← Back to Dashboard

Design 33: AKS Advanced (Private Cluster)

Summary

This design implements a Private AKS Cluster for high security.

Topology: The API Server has no Public IP. It is accessed via a Private Endpoint in the Spoke VNet. Admins must be in the Hub VNet (or connected via VPN) to run kubectl.

1. Key Design Decisions (ADR)

ADR-01: Privacy

  • Decision: Private Cluster.
  • Rationale: API Server endpoint is internal only. Reduces attack surface.

ADR-02: Egress

  • Decision: Route via Azure Firewall (in Hub).
  • Rationale: Inspect all outbound traffic from Pods (e.g., block crypto mining).

2. High-Level Design (HLD)

+--------------+           +--------------------------+           +--------------+
|  Admin       |           |        HUB VNet          |           |  SPOKE VNet  |
|  (VPN)       |           |      (Firewall)          |           |  (AKS)       |
+------+-------+           +------------+-------------+           +------+-------+
       |                                |                                |
       v                                | (Peering)                      |
+------+-------+                        v                                v
|  Jumpbox VM  |           +------------+-------------+           +------+-------+
|  (10.0.1.5)  |---------->| Private DNS Zone         |<----------|  AKS API     |
+--------------+           | (privatelink.eastus.azmk8s)|         |  (Private)   |
                           +--------------------------+           +------+-------+

3. Low-Level Design (LLD)

                               PRIMARY REGION (East US)
+-----------------------------------------------------------------------+
| HUB VNet: vnet-hub (10.0.0.0/16)                                      |
|   +-----------------------+                                           |
|   | Azure Firewall        |                                           |
|   +-----------|-----------+                                           |
|               |                                                       |
|               v (Peering)                                             |
+---------------|-------------------------------------------------------+
                |
+---------------|-------------------------------------------------------+
| SPOKE VNet: vnet-aks-private (10.1.0.0/16)                            |
|   +-----------------------+                                           |
|   | Subnet: AKS           |                                           |
|   | Route Table: 0/0->FW  |                                           |
|   | [AKS Nodes]           |                                           |
|   | [Private Endpoint]    |                                           |
|   +-----------------------+                                           |
+---------------|-------------------------------------------------------+
                |
                | (GitOps)
                v
+-----------------------------------------------------------------------+
| SECONDARY REGION (West US) - DR Site                                  |
|                                                                       |
|   +-----------------------+                                           |
|   | Private AKS (Standby) |                                           |
|   +-----------------------+                                           |
+-----------------------------------------------------------------------+

4. Component Rationale

  • UDR (User Defined Route): Forces 0.0.0.0/0 to the Hub Firewall IP.

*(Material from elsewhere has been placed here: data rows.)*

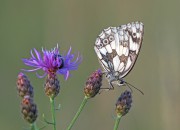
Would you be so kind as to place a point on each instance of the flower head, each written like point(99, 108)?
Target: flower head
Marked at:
point(23, 86)
point(93, 84)
point(51, 62)
point(123, 103)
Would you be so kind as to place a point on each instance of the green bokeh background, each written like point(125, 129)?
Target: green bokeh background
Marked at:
point(27, 24)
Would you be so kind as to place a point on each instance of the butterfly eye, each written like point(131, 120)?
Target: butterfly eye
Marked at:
point(111, 38)
point(105, 41)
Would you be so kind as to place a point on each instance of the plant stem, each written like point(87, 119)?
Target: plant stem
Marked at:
point(118, 118)
point(53, 112)
point(78, 113)
point(33, 126)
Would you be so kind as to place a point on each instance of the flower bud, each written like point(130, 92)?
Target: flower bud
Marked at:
point(29, 109)
point(123, 104)
point(52, 86)
point(93, 84)
point(23, 86)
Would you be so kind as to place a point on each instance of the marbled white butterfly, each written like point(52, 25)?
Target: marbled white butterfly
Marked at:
point(117, 49)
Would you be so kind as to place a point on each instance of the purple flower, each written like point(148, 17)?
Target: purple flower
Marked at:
point(51, 62)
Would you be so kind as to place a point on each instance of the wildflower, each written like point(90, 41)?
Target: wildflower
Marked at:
point(52, 86)
point(51, 62)
point(23, 86)
point(93, 84)
point(123, 104)
point(29, 109)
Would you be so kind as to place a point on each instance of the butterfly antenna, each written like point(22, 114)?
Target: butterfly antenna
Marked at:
point(130, 85)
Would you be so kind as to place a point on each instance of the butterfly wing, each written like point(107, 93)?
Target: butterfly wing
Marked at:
point(118, 48)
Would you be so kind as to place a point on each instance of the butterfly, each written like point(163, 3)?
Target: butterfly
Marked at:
point(117, 49)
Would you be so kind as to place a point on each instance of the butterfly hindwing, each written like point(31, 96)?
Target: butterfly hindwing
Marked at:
point(117, 48)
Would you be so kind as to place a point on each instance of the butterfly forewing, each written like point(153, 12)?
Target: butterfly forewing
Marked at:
point(117, 48)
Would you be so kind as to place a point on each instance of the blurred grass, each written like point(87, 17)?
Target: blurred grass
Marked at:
point(27, 24)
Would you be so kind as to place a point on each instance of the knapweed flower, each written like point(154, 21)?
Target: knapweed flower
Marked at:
point(52, 86)
point(29, 109)
point(51, 62)
point(93, 84)
point(123, 103)
point(23, 86)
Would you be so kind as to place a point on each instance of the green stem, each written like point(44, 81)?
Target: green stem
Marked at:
point(78, 113)
point(53, 112)
point(118, 118)
point(33, 126)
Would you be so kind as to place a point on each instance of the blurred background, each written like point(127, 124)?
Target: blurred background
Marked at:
point(27, 24)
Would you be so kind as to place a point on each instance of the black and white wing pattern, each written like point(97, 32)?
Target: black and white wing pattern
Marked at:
point(117, 48)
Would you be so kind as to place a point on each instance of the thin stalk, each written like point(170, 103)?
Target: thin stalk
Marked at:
point(33, 126)
point(53, 112)
point(118, 118)
point(78, 113)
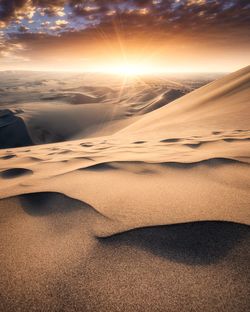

5. Strategy: High Availability (HA)

  • SLA: Uptime SLA (Paid) guarantees 99.95%.

6. Strategy: Disaster Recovery (DR)

  • Implementation: Multi-Cluster.
  • Process: Same as Design 22. Use GitOps to keep West US cluster in sync.

7. Strategy: Backup

  • Velero: Backup namespaces to Blob Storage.

8. Strategy: Security

  • API Access: Only accessible from VNet.
  • Pod Identity: Use Workload Identity (Federated) instead of secrets.

9. Well-Architected Framework Analysis

  • Reliability: High.
  • Security: Excellent. Fully private.
  • Cost Optimization: Medium. Uptime SLA costs ~$70/mo.
  • Operational Excellence: High.
  • Performance Efficiency: High.

10. Detailed Traffic Flow

1. Admin: Connects VPN to Hub.

2. Command: kubectl get pods.

3. DNS: Resolves aks-prod.privatelink... to 10.1.1.5.

4. Connect: Connects to API Server.

5. Success: Returns pod list.

11. Runbook: Deployment Guide (Azure Portal)

11. Runbook: Deployment Guide (Azure Portal)

Phase 1: Create Spoke VNet

1. Search: "Virtual networks" -> + Create.

2. Resource Group: rg-aks-private.

3. Name: vnet-aks-private.

4. Region: East US.

5. Subnet: snet-aks-nodes (Range 10.1.0.0/22).

6. Create.

7. Peer this VNet to your Hub VNet (vnet-hub).

Phase 2: Create Private AKS Cluster

1. Search: "Kubernetes services" -> + Create.

2. Basics:

* Resource Group: rg-aks-private.

* Cluster name: aks-private-prod.

* Region: East US.

* Availability zones: 1, 2, 3.

3. Networking:

* Network configuration: Azure CNI Node Subnet.

* DNS name prefix: aks-prod.

* Enable private cluster: Check this box. Critical.

* Private DNS zone: Default (Azure creates a new one) or select existing.

* Virtual network: vnet-aks-private.

* Cluster subnet: snet-aks-nodes.

4. Integrations:

* Azure Policy: Enable.

5. Create.

Phase 3: Link DNS to Hub

1. Go to Private DNS zones.

2. Find the zone named something like privatelink.eastus.azmk8s.io (Created by AKS).

3. Virtual network links -> + Add.

4. Link name: link-to-hub.

5. Virtual network: vnet-hub.

6. OK.

* *Reason: The Jumpbox in the Hub needs to resolve the API Server IP.*

Phase 4: Verify Access (from Jumpbox)

1. Login to a Windows/Linux VM in the Hub VNet.

2. Install CLI: az login.

3. Get Credentials:

* az aks get-credentials --resource-group rg-aks-private --name aks-private-prod

4. Run Command: kubectl get nodes.

* Success: You see the nodes.

* Failure: If you run this from your laptop (outside Azure), it will timeout. This proves it is private.